Novak Djokovic sent shockwaves through the tennis world last week, when he abruptly announced that he was splitting with his longtime coach Marian Vajda along with the rest of his training staff.
The #2 player in the world and 12-time Grand Slam champion is looking to regain the form that led him to winning at least one major in six straight seasons. He is 14-4 this season with one title, which may seem like a really good record until you look at what he’s done in the past few seasons:
2016 – 65-9 with 7 titles (2 majors)
2015 – 82-6 with 11 titles (3 majors)
2014 – 61-8 with 7 titles (1 major)
2013 – 74-9 with 7 titles (1 major)
2012 – 75-12 with 6 titles (1 major)
2011 – 70-6 with 10 titles (3 majors)
He is further away from #1 Andy Murray than he is from #10 David Goffin in the current ATP rankings, and he has a ton of points to defend in this clay court circuit, as he is the defending champion at the French Open and at this week’s Madrid Open and was a finalist last year at the Rome Masters event next week.

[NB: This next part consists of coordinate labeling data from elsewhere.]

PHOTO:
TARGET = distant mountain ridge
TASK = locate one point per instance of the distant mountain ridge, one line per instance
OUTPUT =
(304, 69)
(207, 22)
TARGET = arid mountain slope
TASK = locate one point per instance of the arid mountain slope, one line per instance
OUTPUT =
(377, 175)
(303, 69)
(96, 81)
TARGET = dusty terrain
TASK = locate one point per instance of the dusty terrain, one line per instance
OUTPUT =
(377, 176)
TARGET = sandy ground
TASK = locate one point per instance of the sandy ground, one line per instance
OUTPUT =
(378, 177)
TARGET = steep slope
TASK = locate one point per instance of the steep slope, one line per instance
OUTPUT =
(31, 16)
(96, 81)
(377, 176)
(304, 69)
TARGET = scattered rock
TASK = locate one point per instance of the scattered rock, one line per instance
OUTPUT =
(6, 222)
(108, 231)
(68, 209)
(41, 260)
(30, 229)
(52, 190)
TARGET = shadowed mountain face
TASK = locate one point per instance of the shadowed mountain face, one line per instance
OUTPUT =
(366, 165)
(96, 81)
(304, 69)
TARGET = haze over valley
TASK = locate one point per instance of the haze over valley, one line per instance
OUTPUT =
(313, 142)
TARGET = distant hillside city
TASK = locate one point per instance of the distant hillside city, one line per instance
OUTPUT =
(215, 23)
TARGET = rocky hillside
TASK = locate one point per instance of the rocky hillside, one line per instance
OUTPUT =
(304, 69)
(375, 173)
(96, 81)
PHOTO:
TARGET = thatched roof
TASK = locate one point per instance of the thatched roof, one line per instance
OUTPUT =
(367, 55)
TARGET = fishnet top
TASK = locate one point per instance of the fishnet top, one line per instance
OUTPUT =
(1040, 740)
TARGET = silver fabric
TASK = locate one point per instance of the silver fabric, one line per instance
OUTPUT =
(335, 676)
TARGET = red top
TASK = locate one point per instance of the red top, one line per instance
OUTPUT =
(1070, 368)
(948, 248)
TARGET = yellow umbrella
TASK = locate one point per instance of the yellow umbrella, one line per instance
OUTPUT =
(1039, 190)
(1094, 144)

Djokovic was riding high after last year’s French Open, as he completed his career Grand Slam and held all four major titles at the same time (he won the 2015 Wimbledon and US Open majors along with the 2016 Australian Open). There was a ton of chatter about the possibility that Djokovic could become the first player since Rod Laver to win all four Slams in one calendar year, but just one year later we are wondering if we’ll ever see that version of “Nole” ever again.
In the span of a year, Murray has supplanted Djokovic at the top of the men’s game, while veterans Roger Federer and Rafael Nadal are closing the gap on the #2 spot with their stellar play during the first four months of the season. Djokovic obviously felt like he needed to make a change in order to attempt to regain his place at the top of an intensifying rankings chase, but dropping his entire coaching staff is going to be make or break in his career.
He started at the end of the 2016 season by dumping tennis great Boris Becker from his team after working with him for three years. He won the tune up event in Qatar to start the 2017 season, beating Murray in a tight three-set final. He seemed to have all a ton of momentum headed to the Aussie Open, but was bounced in the second round by #117 Denis Istomin in a classic match. He lost to Nick Kyrgios in his next two events – once in the round of 16 and once in the quarterfinals – then was beaten by Goffin in the quarters of the Monte Carlo Masters event.
Judging from those results, it would look as if dropping Becker wasn’t the best career move for Djokovic, although we really don’t know what the dynamic was between the two storied champions of the sport. But Vajda has been by his side since day one, and his dismissal is one of the more shocking coaching changes in recent tennis history.
Djokovic said that he won’t rush into finding a new coach, as he has been on the tour long enough to know how to prepare for matches without one. He also stated this week that he is looking for someone who has been to the mountaintop like he has, which would hint that he’s looking to join the likes of Murray (who works with Ivan Lendl), Nadal (who added Carlos Moya to his camp this year), and Kei Nishikori (who works with Michael Chang) as top players who are tapping former champions to be their coaches. There’s actually some buzz on social media that the new “supercoach” could be Andre Agassi, who would be an expert at igniting a career after the age of 30.
Djokovic still has plenty of time to climb back to the top (not that he’s very far off anyway). He will turn 30 in a couple weeks, and can look at both Federer and Nadal for inspiration on what can be accomplished by a player in their 30’s. Or he can just look at his longtime friend on the women’s tour, Serena Williams, to see how long a career in tennis can be these days.
It may take a while to see the results that Djokovic and his fans are used to witnessing from him, as a change this drastic is going to take some time to either work or fail. It took Federer a couple years to get adjusted to a larger racket and to dissect the “weakness” of his backhand, but now you can easily see the changes when he plays (which is still a total work of art on a tennis court).
These changes that Djokovic are making are drastic and shocking, but they are a sign that he is serious about not only going back to where he was but to a higher level, which may be needed to beat guys like Federer and Murray on a consistent basis. He’ll either add to his legacy as one of the greatest tennis players of all time, or derail his career by basically starting over at age 30. Either way, the next few months should be really interesting in the life of the Djoker.